His exit from Le Havre came quickly in the end. Head coach Didier Digard had named him in his matchday squad twice that season, against Lille in Ligue 1 and Stade Briochin in the Coupe de France, without giving him a single minute. Monaco and Marseille both circled — L'Equipe reported OM even invited him for a tour of their Commanderie training centre — before Manchester United moved decisively, agreeing personal terms and a fee with Le Havre despite the Normandy club's hopes of extending his contract.

It wasn't a straightforward first season once he arrived in Switzerland. A knee injury picked up at the end of pre-season delayed his start, and by the time he scored his first senior goal — in a 2-2 derby draw with FC Sion in November — he'd already spent weeks watching from the sidelines.

"At the start, pre-season had gone well," Kana-Biyik told Le Matin. "Then, unfortunately, there was this injury which delayed me a bit, slowed me down... But during that time, I prepared myself well.

"I had to be mentally strong, because it wasn't easy watching my team-mates play. You're at the stadium and the only thing you want to do is play, play, play."

The Sion match brought its own strange twist.

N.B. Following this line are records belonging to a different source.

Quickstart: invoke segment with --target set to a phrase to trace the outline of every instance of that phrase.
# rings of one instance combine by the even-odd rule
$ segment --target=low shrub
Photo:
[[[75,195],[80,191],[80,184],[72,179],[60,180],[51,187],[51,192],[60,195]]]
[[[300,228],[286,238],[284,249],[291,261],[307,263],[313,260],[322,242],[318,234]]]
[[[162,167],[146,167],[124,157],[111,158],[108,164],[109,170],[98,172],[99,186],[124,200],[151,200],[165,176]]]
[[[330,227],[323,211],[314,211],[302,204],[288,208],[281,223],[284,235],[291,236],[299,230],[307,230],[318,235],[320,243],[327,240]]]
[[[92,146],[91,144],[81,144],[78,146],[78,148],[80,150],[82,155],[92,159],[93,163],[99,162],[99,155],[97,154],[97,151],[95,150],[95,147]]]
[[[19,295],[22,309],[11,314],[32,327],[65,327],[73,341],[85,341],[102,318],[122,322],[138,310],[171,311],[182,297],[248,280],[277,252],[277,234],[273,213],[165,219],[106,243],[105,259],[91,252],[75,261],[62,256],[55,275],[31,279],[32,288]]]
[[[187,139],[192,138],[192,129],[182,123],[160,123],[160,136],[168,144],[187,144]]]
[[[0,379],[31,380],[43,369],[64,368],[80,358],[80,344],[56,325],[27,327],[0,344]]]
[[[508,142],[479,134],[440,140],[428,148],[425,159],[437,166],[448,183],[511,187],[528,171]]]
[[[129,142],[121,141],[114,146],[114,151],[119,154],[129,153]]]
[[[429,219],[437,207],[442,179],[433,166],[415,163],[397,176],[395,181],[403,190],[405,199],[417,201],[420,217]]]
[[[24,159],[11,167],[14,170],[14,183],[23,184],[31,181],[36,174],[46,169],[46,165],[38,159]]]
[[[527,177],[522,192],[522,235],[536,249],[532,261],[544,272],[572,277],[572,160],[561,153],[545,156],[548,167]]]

Kana-Biyik scored — possibly twice, with the first initially credited to team-mate Sekou Fofana — only to be substituted at half-time by head coach Peter Zeidler, with a France Under-19 call-up looming. He took it with a maturity beyond his years.

"Of course, at first, you don't necessarily understand," he said. "Especially when you've just scored a goal five or ten minutes before half-time. But well, I've got the national team call-up coming up and the coach had his reasons. I can only respect his choices."

Zeidler, for his part, didn't pretend it was an easy conversation.

"When I told him he was coming off at half-time, he found it hard to believe," the Lausanne coach told 24 heures. "He was really disappointed."

Zeidler couldn't resist a dig at his opposite number afterwards, either, given the two French nationals' shared background.

"Enzo's playing for the France team next week, Didier," he joked to Sion coach Didier Tholot. "With the Under-19s!"

More seriously, Zeidler set out what he wanted from his young striker in the weeks ahead: "We hope Enzo will score us goals between now and Christmas, with all the matches coming up."

Explaining his decision to leave France for Switzerland at just 18, Kana-Biyik pointed to the standard of the league rather than any easier route into first-team football.

"What mattered to me in coming here was that Switzerland was a good level, with teams like Basel, Young Boys or Lausanne-Sport," he said. "These are teams that play well. I hadn't necessarily thought about the national team before coming here. What matters most to me first is playing."

That national team, when it called, is where he actually thrived. While his Lausanne minutes stayed scarce, Kana-Biyik was prolific for France Under-19s: a hat-trick against Switzerland, a goal against the Netherlands, then the winner against Bulgaria — five goals in four appearances, enough to keep 1998 World Cup winner Bernard Diomède picking him throughout a season when his club form gave little indication of it.

In the end, the Christmas goals at club level never really arrived. Kana-Biyik finished his Lausanne loan with a single Super League goal and one assist — the latter in a Conference League tie against Fiorentina — from 17 appearances, most of them off the bench.

Lausanne thanked him publicly on social media as the loan concluded in May, and he has now reported to Carrington for his first pre-season with Manchester United, with the club yet to decide whether he joins the first-team group or the Under-21s. A product of academy football between Epinay, Brunoy, Bretigny and Le Havre, he is still only 19.

Whatever happens next, Kana-Biyik has already shown, in his own words to Swiss and French media, that he understands the job in front of him. Scoring goals is one thing. Doing it with the family name on his back, and the patience to accept a manager's decision even when it stings, is another.